Your Step-by-Step Guide to Buying a Rental Property
Purchasing a rental property is one of the biggest milestones of your life, and it is no easy feat to accomplish. It can often feel overwhelming, especially if you are a real-estate novice.
However, don’t break a sweat just yet. Here is a comprehensive guideline on everything you need to know before making a real-estate asset purchase.
1. Set the Goal You Are Working Towards
Before you begin property hunting, brainstorm what your end goal with this investment is. Be well-aware of your financial positioning and the reason behind your investment.
Answer these questions to align your thoughts with your goals:
- How close are you to retirement? Is this real estate purchase a means to supplement your income when you retire?
- How many streams of income would you have once you retire?
- Are you looking to start earning from this property right away, such as in the form of rent?
- Do you plan to form a real-estate portfolio by buying other similar properties in the future?
- Are you planning to sell the property to make a profit when real-estate prices hike?
2. Know Who You Are Renting To
Now that you have your finances sorted, you need to decide whom you want as your tenant. Each type of tenant brings his or her own set of pros and cons. As an example, renting to a married couple with kids would mean that the house would suffer more wear and tear, but it also means multiple stable incomes and rent paid on time. Similarly, a lone tenant would cause little to no property damage, but it also means a single-income scenario and low expected rental turnover.
Do your research beforehand to identify your desired tenant.
3. Meet A Mortgage Broker
Your plan to buy the rental property of your dreams is finally taking shape, but there are still a few things to sort out.
If you have money saved up to buy the asset yourself, you can skip this step. However, it is more likely that you need to take out a mortgage.
Understand that getting a loan from the bank for your house, and for a property you want to rent are two vastly different situations. Meet an experienced mortgage broker and ask him to guide you through the mortgage and down payment process.
4. Pick a Rental Property
By this point, you must be fully aware of your financial standing and whom you want to lend to. However, you still need to pick a rental property to purchase. Though you probably have something in mind, it never hurts to do some more digging.
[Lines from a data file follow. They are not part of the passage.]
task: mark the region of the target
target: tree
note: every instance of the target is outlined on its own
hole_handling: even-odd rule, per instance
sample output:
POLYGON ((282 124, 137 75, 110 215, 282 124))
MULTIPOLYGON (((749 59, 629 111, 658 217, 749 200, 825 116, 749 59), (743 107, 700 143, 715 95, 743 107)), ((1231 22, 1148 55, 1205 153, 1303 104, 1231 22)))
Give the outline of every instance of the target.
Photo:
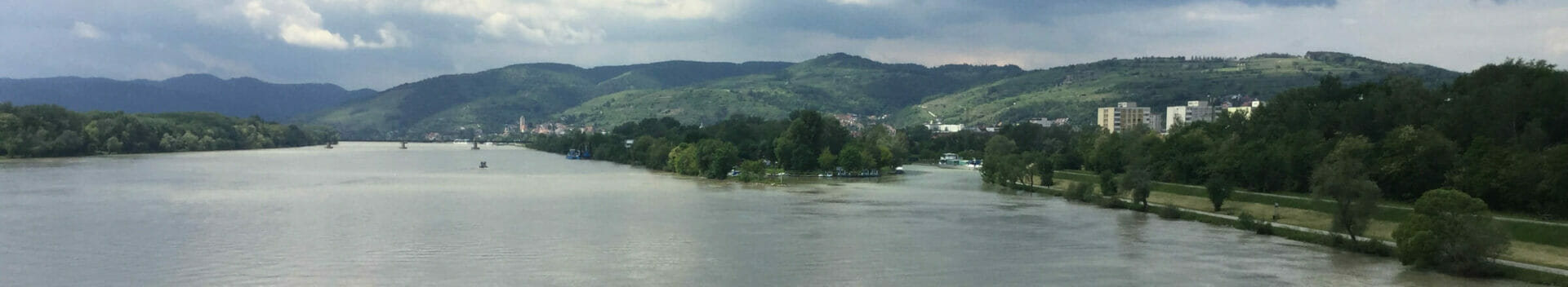
POLYGON ((1367 229, 1367 221, 1377 212, 1380 190, 1367 179, 1363 163, 1372 144, 1363 136, 1345 136, 1334 151, 1312 171, 1312 194, 1334 201, 1333 231, 1356 240, 1367 229))
POLYGON ((1568 144, 1557 144, 1541 155, 1541 183, 1535 187, 1540 201, 1537 212, 1568 218, 1568 144))
POLYGON ((1402 125, 1378 144, 1374 179, 1394 199, 1413 201, 1443 185, 1444 173, 1458 160, 1458 146, 1430 129, 1402 125))
MULTIPOLYGON (((1007 183, 1010 174, 1018 166, 1011 166, 1013 152, 1018 144, 1005 135, 994 135, 985 143, 985 165, 980 166, 980 177, 991 183, 1007 183)), ((1011 177, 1016 179, 1016 177, 1011 177)))
POLYGON ((119 143, 119 138, 108 136, 108 140, 103 141, 103 152, 119 154, 124 146, 125 146, 124 143, 119 143))
POLYGON ((1455 190, 1432 190, 1394 231, 1405 265, 1479 274, 1508 249, 1507 232, 1493 224, 1486 202, 1455 190))
POLYGON ((767 179, 767 166, 760 160, 740 162, 740 180, 742 182, 759 182, 767 179))
POLYGON ((866 149, 861 149, 861 144, 848 144, 839 151, 837 165, 847 173, 861 173, 877 163, 866 154, 866 149))
POLYGON ((825 171, 833 171, 834 166, 837 166, 837 163, 839 157, 833 155, 833 151, 829 151, 828 147, 823 147, 822 154, 817 155, 817 166, 820 166, 825 171))
POLYGON ((1116 188, 1116 174, 1110 171, 1099 173, 1099 193, 1110 198, 1121 194, 1121 190, 1116 188))
POLYGON ((670 149, 670 171, 685 176, 698 176, 702 173, 701 163, 696 158, 696 146, 688 143, 681 143, 670 149))
POLYGON ((1052 162, 1051 157, 1047 157, 1046 154, 1035 154, 1032 160, 1033 163, 1029 166, 1029 169, 1035 177, 1040 179, 1040 182, 1036 183, 1044 187, 1057 185, 1057 182, 1052 179, 1057 174, 1055 162, 1052 162))
POLYGON ((1121 174, 1121 188, 1132 190, 1132 202, 1142 204, 1143 210, 1149 209, 1149 168, 1143 160, 1134 160, 1134 165, 1127 165, 1127 173, 1121 174))
POLYGON ((1204 191, 1209 193, 1209 202, 1214 204, 1214 210, 1220 212, 1220 205, 1225 205, 1225 199, 1231 198, 1231 183, 1225 177, 1212 176, 1203 185, 1204 191))
POLYGON ((735 149, 735 144, 715 138, 698 141, 695 154, 701 168, 699 174, 709 179, 729 177, 729 171, 740 163, 740 151, 735 149))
Depending on your acquisition price range, you will find many types of properties, all of which have different requirements and expected outcomes. Variables such as the cost of repairs and maintenance, as well as the location and crime rate, can bring down the expected profit.
5. Build the Ideal Rental Property
It does not matter how great you think your property is; your ideal tenant must think so too. Customers interested in renting your property often request inspecting the property themselves to weed out any shoddy plumbing or construction.
If you plan on renting to college students, you will most likely need to switch out wooden floors for marble tiles because these occupants will most likely spill things, and require a surface that is easier to clean. Having a family rent your property means you must ensure the real estate has a well-reputed school nearby.
Take care of these matters before putting your property up on the market.
6. Obtain Rental Property Insurance
A real-estate asset investment is expensive and does not come without its own set of risks. Accidents can be costly and can make the property a money-sucking liability instead. To avoid such a situation, a new rental property owner should always have homeowner’s insurance with extra insurance padding in the unfortunate event that a lawsuit is filed against them.
7. Make an Offer
This is the scariest and the most exciting part of renting out a property. Once you are ready to place your property on the market, submit an offer to purchase. If your property is being managed by a professional, read the terms and conditions thoroughly, and then agree.
As overwhelming as it might seem, following these steps will help condense asset management into easy bullet points you can follow.
Remember: Fortune favours the brave.